Git Gateway latency -- Git Gateway proxies CMS saves through Netlify's infrastructure to the Git provider. There is a delay between an editor clicking "Publish" and the commit appearing in the repository. Deploy hooks triggered by the commit will fire after this delay, meaning analytics events for "content published" may lag behind the editor's action.
Decap CMS vs. Netlify CMS naming -- The project was renamed from Netlify CMS to Decap CMS in February 2023. Package names changed from netlify-cms to decap-cms. Both npm packages exist. Ensure you are importing from decap-cms-app for current versions.
config.yml location -- The CMS configuration file is typically at static/admin/config.yml (Gatsby), static/admin/config.yml (Hugo), or public/admin/config.yml (generic). This file is served publicly. Do not include API keys or tracking secrets in it.
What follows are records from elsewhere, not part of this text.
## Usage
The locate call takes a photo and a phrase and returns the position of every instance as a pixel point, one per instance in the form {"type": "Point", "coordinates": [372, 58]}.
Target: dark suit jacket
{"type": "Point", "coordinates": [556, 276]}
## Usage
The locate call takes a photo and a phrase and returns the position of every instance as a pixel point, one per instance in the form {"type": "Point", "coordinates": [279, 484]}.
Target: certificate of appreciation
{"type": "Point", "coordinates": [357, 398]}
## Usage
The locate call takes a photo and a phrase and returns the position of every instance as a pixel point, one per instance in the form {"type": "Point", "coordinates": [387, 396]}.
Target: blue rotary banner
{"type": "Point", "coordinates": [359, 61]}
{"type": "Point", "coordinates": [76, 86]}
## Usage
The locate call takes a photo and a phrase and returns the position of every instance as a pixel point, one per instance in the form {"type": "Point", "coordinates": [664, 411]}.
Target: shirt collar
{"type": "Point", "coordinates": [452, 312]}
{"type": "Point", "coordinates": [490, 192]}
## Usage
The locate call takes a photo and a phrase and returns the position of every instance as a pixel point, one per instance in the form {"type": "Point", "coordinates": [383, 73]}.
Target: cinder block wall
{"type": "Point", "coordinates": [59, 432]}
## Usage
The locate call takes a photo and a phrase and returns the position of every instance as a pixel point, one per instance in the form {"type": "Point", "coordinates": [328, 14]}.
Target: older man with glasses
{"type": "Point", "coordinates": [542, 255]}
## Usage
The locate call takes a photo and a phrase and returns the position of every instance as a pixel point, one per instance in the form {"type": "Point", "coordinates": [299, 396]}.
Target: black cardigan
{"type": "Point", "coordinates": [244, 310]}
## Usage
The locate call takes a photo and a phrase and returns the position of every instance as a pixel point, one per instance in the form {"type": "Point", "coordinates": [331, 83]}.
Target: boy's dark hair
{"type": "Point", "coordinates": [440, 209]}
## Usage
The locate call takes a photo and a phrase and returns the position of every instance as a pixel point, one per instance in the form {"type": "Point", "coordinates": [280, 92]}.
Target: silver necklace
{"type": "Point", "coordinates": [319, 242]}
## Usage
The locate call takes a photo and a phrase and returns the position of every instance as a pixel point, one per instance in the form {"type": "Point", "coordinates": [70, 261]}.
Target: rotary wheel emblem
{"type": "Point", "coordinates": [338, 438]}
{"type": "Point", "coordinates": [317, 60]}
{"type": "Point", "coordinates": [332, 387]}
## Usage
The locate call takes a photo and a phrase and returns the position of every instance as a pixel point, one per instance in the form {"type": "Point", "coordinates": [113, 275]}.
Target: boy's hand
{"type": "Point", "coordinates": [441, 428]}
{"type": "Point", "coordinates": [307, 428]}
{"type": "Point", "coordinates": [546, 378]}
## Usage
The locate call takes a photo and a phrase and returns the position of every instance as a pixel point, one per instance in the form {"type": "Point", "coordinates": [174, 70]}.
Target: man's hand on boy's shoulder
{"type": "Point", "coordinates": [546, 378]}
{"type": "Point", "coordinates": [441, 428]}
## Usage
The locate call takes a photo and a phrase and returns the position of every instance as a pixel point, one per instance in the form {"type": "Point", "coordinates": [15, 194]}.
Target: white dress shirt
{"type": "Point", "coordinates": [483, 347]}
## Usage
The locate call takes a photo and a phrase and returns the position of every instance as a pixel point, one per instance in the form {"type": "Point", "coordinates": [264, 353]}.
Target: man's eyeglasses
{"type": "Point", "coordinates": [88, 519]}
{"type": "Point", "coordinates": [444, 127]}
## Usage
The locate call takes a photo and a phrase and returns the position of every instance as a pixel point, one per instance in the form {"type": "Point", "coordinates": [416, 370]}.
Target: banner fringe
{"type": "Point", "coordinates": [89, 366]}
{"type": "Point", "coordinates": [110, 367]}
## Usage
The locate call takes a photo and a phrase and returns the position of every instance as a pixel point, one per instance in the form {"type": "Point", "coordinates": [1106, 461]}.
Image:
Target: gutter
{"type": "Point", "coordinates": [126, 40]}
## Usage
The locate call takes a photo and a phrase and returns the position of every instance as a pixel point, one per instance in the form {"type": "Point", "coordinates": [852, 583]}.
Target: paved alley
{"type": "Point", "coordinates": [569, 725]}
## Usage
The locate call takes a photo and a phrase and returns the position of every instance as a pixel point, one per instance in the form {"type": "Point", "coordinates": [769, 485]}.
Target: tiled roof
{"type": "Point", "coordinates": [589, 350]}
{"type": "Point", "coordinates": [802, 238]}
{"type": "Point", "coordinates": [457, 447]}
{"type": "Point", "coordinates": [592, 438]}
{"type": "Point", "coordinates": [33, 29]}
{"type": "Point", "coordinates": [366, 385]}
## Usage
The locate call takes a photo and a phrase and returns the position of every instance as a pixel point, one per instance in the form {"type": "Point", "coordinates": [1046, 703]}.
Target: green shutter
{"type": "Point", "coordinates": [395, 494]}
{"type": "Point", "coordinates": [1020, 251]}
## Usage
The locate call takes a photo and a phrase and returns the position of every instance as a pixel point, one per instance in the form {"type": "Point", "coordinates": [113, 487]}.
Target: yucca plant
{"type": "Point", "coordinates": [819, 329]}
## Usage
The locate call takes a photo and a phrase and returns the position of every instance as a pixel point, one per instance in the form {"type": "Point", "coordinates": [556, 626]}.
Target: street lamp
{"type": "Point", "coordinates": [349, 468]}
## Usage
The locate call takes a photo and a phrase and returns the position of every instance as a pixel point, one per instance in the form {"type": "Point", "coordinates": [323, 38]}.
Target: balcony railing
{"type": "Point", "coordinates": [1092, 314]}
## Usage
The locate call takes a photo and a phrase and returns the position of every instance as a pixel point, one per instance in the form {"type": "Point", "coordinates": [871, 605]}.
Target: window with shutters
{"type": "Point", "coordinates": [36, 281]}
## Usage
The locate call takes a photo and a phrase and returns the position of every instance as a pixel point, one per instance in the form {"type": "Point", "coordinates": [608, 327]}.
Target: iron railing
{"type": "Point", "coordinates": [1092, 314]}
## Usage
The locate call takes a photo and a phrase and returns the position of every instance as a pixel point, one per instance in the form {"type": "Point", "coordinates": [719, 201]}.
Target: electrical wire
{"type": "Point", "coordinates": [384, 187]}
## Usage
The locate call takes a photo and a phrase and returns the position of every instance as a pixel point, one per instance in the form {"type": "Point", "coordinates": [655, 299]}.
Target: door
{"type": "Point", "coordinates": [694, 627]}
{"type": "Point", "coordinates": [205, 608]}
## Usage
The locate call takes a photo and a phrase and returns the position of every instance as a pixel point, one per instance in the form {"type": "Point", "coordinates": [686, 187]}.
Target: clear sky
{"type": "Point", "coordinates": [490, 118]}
Media handling -- Decap CMS stores media files in the Git repository (default) or in an external media library (Cloudinary, Uploadcare). Git-stored media increases repository size, which can slow builds and delay analytics data freshness. External media libraries serve assets from their own CDN, producing separate domain entries in network analytics.
Identity widget -- The Netlify Identity widget (netlify-identity-widget) adds its own JavaScript to the page. This script makes network requests to Netlify's identity service. These requests appear in network analytics and should be filtered out of meaningful traffic analysis.